Page MenuHomePhabricator

[Curious Facts] Provide a mode with equiprobability among constraints
Closed, ResolvedPublic

Description

Problem:
We don't have a mode for getting results from constraints in order to avoid repeating the same type of violation.

Example:
Constraint A has 10000, whereas B has 10. Then we should return results from A and B in a 1:1 ratio rather than 1000:1. However, if there are 1000, it may not appear as a "curious fact" at all.

Event Timeline

Lydia_Pintscher subscribed.

We should think a bit more about if 1:1 is the right ratio.

@amy_rc @Lydia_Pintscher

The current sampling of anomalies that would be presented to a user of Curious Facts is random and proportional to the size of the respective anomaly set.

I have also read that comment on the project's talk page but I am not sure if I agree that it should be implemented. Namely, any user would than think that anomaly type A and anomaly type B are equally present in Wikidata - which is not the case, empirically.

However, your call. Let me know if you want to switch to uniform random sampling across the anomaly types and I will implement it.

An alternative option is to

  • have the dashboard re-organized so
  • that controls would be included for uses
  • to select among different types of anomalies, suitably described in non-technical terms.

Also, I was think about implementing a search option (for properties and items - list all anomalies that have to do with a particular item, class, or property). But that's another story.

As of this sampling idea... I am not sure. Let me know what you think.

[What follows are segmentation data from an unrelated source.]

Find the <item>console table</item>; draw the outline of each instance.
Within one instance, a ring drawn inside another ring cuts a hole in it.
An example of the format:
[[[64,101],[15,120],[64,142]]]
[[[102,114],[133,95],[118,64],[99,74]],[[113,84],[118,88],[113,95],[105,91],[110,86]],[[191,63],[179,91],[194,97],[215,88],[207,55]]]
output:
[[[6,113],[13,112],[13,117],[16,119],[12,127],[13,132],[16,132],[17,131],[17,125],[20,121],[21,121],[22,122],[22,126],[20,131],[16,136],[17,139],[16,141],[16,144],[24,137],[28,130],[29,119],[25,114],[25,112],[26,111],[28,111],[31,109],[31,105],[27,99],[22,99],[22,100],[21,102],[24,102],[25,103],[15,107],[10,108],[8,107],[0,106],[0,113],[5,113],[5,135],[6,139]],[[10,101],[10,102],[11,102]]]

On the grounds presented in T286277#7200018:

The current sampling of anomalies that would be presented to a user of Curious Facts is random and proportional to the size of the respective anomaly set.

and the fact that no one showed interest in this discussion since the ticket was opened, I will decline this ticket.

Please re-open if you have any arguments why the currently implemented random and proportional sampling of anomalies in the Qurator Curious Facts system should be replaced by equiprobable sampling.

So I still believe this is the right way to go and it is important.
The current system gets boring quickly because it shows you the same type of issue on the same type of property in an overwhelming percentage of runs. This is not a good user experience. This is also the feedback we've been getting repeatedly.

@Lydia_Pintscher

Well, then we have a go for a uniform sampling of anomalies.
To be implemented very soon. Thank you.

@Lydia_Pintscher

Ooops - amid tons of tickets I must have somehow forgotten that I have already implemented an equiprobable sampling of the anomaly type in Qurator Curious Facts... please go check.

Change 724994 had a related patch set uploaded (by GoranSMilovanovic; author: GoranSMilovanovic):

[analytics/wmde/WD/WikidataAnalytics@master] T286277

https://gerrit.wikimedia.org/r/724994

Change 724994 merged by GoranSMilovanovic:

[analytics/wmde/WD/WikidataAnalytics@master] T286277

https://gerrit.wikimedia.org/r/724994

Yes! This feels much better :)
\o/